負け犬も歩けば愛をつかむ。
その朗報に、大人気なく飛び跳ねてしまいそうになる私。

やっと彼の頑張りが認めてもらえたんだ……嬉しい! 本当によかった。



「これで少しは格好がつくかな」



喜ぶ私を見て笑いながらそう言った彼は、何やら左の手の平を上に向けて私に差し出す。



「はい、お手」

「へ? お手!?」



突然の謎の行動に“なぜ犬扱い!?”と戸惑いながらも、言われた通りに左手を彼の手の上にちょこんと乗せた。



「君が前、首輪が欲しいって言ったこと覚えてる?」



そう言われ記憶を辿ってみると、たしかパーティーの前に二人で残業していた時、プロポーズの話になってそんなことを言った気がする。

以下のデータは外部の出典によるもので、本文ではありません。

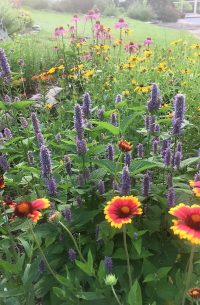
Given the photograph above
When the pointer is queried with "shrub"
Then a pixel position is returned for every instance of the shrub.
(37, 4)
(14, 20)
(185, 7)
(165, 10)
(112, 10)
(79, 6)
(141, 12)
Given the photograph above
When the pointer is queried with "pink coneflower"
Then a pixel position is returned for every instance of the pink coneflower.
(87, 57)
(71, 29)
(92, 15)
(131, 47)
(75, 19)
(97, 25)
(121, 24)
(59, 31)
(148, 41)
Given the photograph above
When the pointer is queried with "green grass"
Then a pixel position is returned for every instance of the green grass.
(49, 20)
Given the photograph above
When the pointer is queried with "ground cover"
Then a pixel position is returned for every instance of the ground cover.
(100, 188)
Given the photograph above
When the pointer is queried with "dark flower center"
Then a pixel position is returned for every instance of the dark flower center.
(193, 221)
(23, 208)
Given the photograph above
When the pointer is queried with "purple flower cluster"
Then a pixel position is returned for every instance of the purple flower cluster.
(78, 121)
(72, 255)
(110, 152)
(101, 187)
(118, 98)
(140, 150)
(113, 119)
(5, 67)
(30, 157)
(146, 185)
(126, 181)
(108, 264)
(68, 164)
(178, 118)
(4, 163)
(87, 105)
(155, 100)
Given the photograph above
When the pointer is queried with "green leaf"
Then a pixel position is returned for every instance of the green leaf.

所有者がいるっていう証の首輪みたいな、確証になるものが欲しいって。



「あぁ……そういえば。なんか今思うとおバカな回答ですよねぇ」

「あげるよ、首輪」

「え?」



クスッと笑いを漏らした彼は、ポケットに入れていた右手を出す。

見下ろすと、彼の手には夕日を受けて目が眩むほどに輝くものが。



「これが、“君は俺のものだ”っていう証」



左手の薬指に、オレンジ色の輪が嵌められた。

目の錯覚? ……違う。

ちゃんと、小振りなダイヤが埋め込まれたシルバーの指輪がここにある。



「ゆき、とさん……」



上手く言葉が出ず目線を上げると、彼は照れたようにはにかみ、「本当に首輪をあげるわけにはいかないからね」と笑った。